Como no es raro que ocurra en la literatura, en Caín se “rellena” un hueco, un vacío, una insuficiencia no cubierta por la historia real u oficial: la historia de Caín, que en los relatos del Génesis es pobre o muy breve, se compensa con la novela de Saramago. Alguna vez este dijo que el Caín bíblico no tenía mucha vida, y entonces es aquí donde la novela, la literatura vienen al rescate, para salvar o prolongar esas historias que parecen reclamar más vida o más detalles. Hay que tener en cuenta, sin embargo, que Saramago, pese a haber estado empapado de los valores cristianos, era ateo y que fue desde ese ateísmo que escribió esta novela y toda su literatura. Pensaba que Caín, Abel y todos los personajes bíblicos eran fruto de la imaginación humana, pero tal vez pensó que de todas formas eran alegorías potentes porque retrataban las emociones e impulsos de todos nosotros.
Los personajes de la novela presentan siempre reacciones o acciones irreverentes, herejes o blasfemas, y ello otorga riqueza literaria a la historia. Por ejemplo, y como en El Evangelio según Jesucristo, Caín posee una reflexión sobre el sexo y el deseo, que se manifiesta a través de personajes como el propio caín o lilith, mujer poderosa de la antigua Mesopotamia, donde el asesino de abel llega en su jumento y trabaja por un tiempo breve. Con ella caín se acuesta, ama brevemente y satisface sus deseos carnales, pero al final decide seguir su camino montado en su pollino.

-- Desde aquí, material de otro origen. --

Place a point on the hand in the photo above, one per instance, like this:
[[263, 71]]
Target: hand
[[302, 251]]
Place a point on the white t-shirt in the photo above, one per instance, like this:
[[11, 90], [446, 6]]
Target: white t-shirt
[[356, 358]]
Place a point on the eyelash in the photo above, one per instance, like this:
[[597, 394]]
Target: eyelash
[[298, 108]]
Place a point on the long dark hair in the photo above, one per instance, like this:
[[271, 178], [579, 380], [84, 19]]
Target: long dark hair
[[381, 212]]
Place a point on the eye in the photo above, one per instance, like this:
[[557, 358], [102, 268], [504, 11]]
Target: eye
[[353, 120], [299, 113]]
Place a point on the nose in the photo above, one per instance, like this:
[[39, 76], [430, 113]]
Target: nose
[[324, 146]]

No coincido ni con el ateísmo ni con gran parte de las posiciones políticas de Saramago, pero me parece que como fabulador y narrador es brillante (reacciones parecidas me produce García Márquez); no reconocerlo sería necio. Las grandes novelas se disfrutan porque son buenas historias, y son buenas historias pese a —o más allá de— las ideas políticas de sus autores, quienes pueden ser parte de iglesias, partidos o ideologías con las que no estamos de acuerdo. En realidad, eso es el buen arte: una creación que supera al mismo autor y cuya belleza está más allá de nuestros prejuicios y convicciones políticas, muchas veces irracionales o sin fundamento científico. Pienso que Caín es precisamente una creación de este tipo.